Results & System Checks
The project was validated through ingestion checks, retrieval smoke tests, current-code routing tests, web search fallback tests, syntax checks, Docker support, and manual review of representative questions.
Validation Summary
| Test Area | Result | Notes |
|---|---|---|
| PDF ingestion | Passed | Loaded Cobb County and Georgia code PDFs |
| Vector index build | Passed | Indexed 13,844 chunks into Chroma |
| Local retrieval smoke test | Passed | Retrieved relevant fire inspection and code sources |
| LLM query router | Passed | Flags current, dated, adopted-code, and fee-schedule questions for verification |
| Web fallback | Passed | SerpAPI Google Search works from the app environment |
| Deployment support | Included | Streamlit Community Cloud, Dockerfile, and docker-compose.yml |
Applied ML Engineering Value
This project demonstrates how modern LLM systems can be adapted to document-heavy public-sector workflows where answers must be grounded, current, and easy to verify. It is especially relevant to customer-facing AI platforms, conversational question answering, search and retrieval, agent workflows, and intelligent automation.
- RAG system design: combines local retrieval, routing, evidence checking, and web fallback.
- Operational grounding: returns source references instead of unsupported open-ended answers.
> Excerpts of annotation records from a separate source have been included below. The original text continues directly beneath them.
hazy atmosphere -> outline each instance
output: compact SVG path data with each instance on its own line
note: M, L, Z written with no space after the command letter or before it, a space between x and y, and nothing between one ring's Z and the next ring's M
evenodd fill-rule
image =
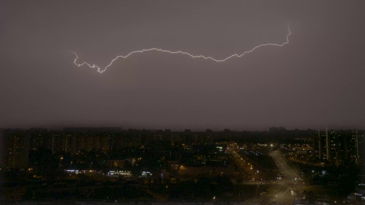
M2 1L0 127L364 128L365 2L344 3ZM288 24L223 62L71 52L224 59Z

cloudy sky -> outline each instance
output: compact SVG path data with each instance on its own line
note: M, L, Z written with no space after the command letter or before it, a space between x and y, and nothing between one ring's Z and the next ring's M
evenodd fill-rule
M365 127L364 1L0 4L0 127Z

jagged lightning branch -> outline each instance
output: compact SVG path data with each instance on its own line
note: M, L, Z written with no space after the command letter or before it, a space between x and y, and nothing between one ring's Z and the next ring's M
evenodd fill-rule
M105 70L106 70L107 68L108 67L110 66L113 63L113 62L114 62L114 61L115 61L115 60L116 60L117 59L118 59L119 58L122 57L122 58L126 58L128 56L129 56L131 54L133 54L135 53L143 53L143 52L145 52L145 51L152 51L152 50L156 50L156 51L161 51L161 52L169 53L172 53L172 54L177 54L177 53L181 53L181 54L186 54L186 55L189 55L190 57L192 57L192 58L204 58L204 59L210 59L211 60L213 60L213 61L216 61L217 62L222 62L222 61L226 61L226 60L227 60L227 59L229 59L232 58L232 57L234 57L234 56L237 56L237 57L241 57L243 55L245 55L245 54L246 54L246 53L251 53L251 52L252 52L255 49L257 49L257 48L258 48L259 47L260 47L261 46L269 46L269 45L271 45L271 46L283 46L284 45L285 45L287 43L288 43L289 42L289 38L289 38L289 35L290 35L291 34L291 33L290 32L290 30L289 29L289 25L288 25L288 30L289 32L289 33L287 35L287 42L285 42L285 43L284 43L283 44L279 45L279 44L275 44L275 43L267 43L266 44L261 44L261 45L260 45L259 46L257 46L255 47L253 49L252 49L252 50L251 50L250 51L245 51L245 53L243 53L241 54L241 55L238 55L238 54L234 54L233 55L232 55L231 56L230 56L229 57L227 57L227 58L224 58L224 59L223 59L223 60L217 60L217 59L214 59L214 58L212 58L211 57L205 57L203 56L203 55L199 55L199 56L198 56L198 55L196 55L196 56L193 55L191 55L191 54L190 54L189 53L186 53L186 52L181 51L176 51L176 52L172 52L172 51L170 51L165 50L163 50L162 49L159 49L153 48L153 49L143 49L143 50L141 50L141 51L133 51L133 52L131 52L131 53L130 53L129 54L127 55L126 55L125 56L123 56L123 55L119 55L119 56L117 56L116 58L114 58L114 59L113 59L113 60L111 62L110 62L110 63L109 65L108 65L106 67L105 67L105 68L104 68L104 69L103 70L101 70L101 69L100 69L100 68L99 67L98 67L98 66L95 65L95 64L92 66L90 64L89 64L87 63L86 62L84 62L83 63L82 63L82 64L78 64L77 63L76 63L76 61L77 60L77 58L78 58L78 56L77 56L77 53L75 53L75 52L74 52L73 51L71 51L71 52L72 52L73 53L74 53L76 55L76 58L75 59L75 61L74 61L74 62L73 62L73 63L74 63L75 65L76 65L78 67L80 67L80 66L84 65L84 64L86 64L86 65L88 65L88 66L89 66L89 67L91 67L91 68L95 68L95 67L97 68L97 71L98 71L98 72L100 73L103 73L103 72L105 71Z

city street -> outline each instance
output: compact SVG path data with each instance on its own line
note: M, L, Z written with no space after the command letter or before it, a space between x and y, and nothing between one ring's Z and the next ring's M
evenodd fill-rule
M286 164L280 152L278 151L274 151L271 152L270 155L280 171L283 172L284 175L287 175L287 179L281 183L277 181L277 183L281 185L281 186L276 192L258 200L251 199L247 201L251 205L268 205L271 204L287 205L296 197L296 196L291 196L292 190L296 191L297 189L300 193L304 190L305 187L304 186L294 183L294 179L296 178L299 178L299 176L295 171L291 169ZM276 202L273 202L273 200L275 200Z

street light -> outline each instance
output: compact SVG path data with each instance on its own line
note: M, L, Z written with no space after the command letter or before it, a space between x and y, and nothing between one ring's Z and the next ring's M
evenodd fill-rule
M277 195L275 195L275 196L277 197ZM280 197L279 197L279 205L280 205Z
- Production mindset: includes reproducible ingestion, Docker support, environment templates, and hosted app deployment.
- Observability: uses LangSmith traces to inspect routing decisions and generated outputs.
GitHub Repository & Live Demo
The full implementation and hosted Streamlit demo are available through the links below.
🔗 View Project Repository on GitHub
The repository includes the Streamlit app, LangChain agent workflow, Chroma retriever, ingestion scripts, Docker files, environment template, and documentation for rebuilding the local vector index.
Disclaimer: this is a portfolio demonstration and educational project. It is not legal, engineering, building code, fire code, or permitting advice. Users should verify requirements directly with Cobb County, the Georgia Department of Community Affairs, the State Fire Marshal, and the authority having jurisdiction.